Final answer:
The assertion that statutory dollar cost recovery limits under § 280F apply to all automobiles is false. There are exceptions for certain types of vehicles, particularly those with a GVWR over 6,000 pounds, that may not be subject to these limitations. Taxpayers should review current tax regulations or consult a tax professional for specific advice.
Step-by-step explanation:
The statement that 'statutory dollar cost recovery limits under § 280F do apply to all automobiles' is False. Section 280F of the IRS code establishes limits on the depreciation deduction that taxpayers can claim for cars, trucks, and vans used for business purposes.

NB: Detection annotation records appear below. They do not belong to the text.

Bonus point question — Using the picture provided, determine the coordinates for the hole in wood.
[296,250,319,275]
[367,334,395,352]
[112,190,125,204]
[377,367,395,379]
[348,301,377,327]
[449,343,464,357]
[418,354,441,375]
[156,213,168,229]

However, these limits do not apply to all automobiles. The depreciation deduction is subject to certain limits designed to curb excessive deductions for luxury cars. These limits are known as the luxury auto limitations.
But, certain vehicles that are used for specific business purposes, classified as trucks or vans that do not function as passenger vehicles, or that have a gross vehicle weight over a specified threshold, are not subject to these statutory dollar cost recovery limits.
For instance, heavy machinery and vehicles with a gross vehicle weight rating (GVWR) above 6,000 pounds may qualify for larger deductions and might not be subject to the same depreciation limits as lighter passenger vehicles. Taxpayers need to consult the most current tax laws and possibly a tax professional to understand the specific applications and exceptions related to § 280F.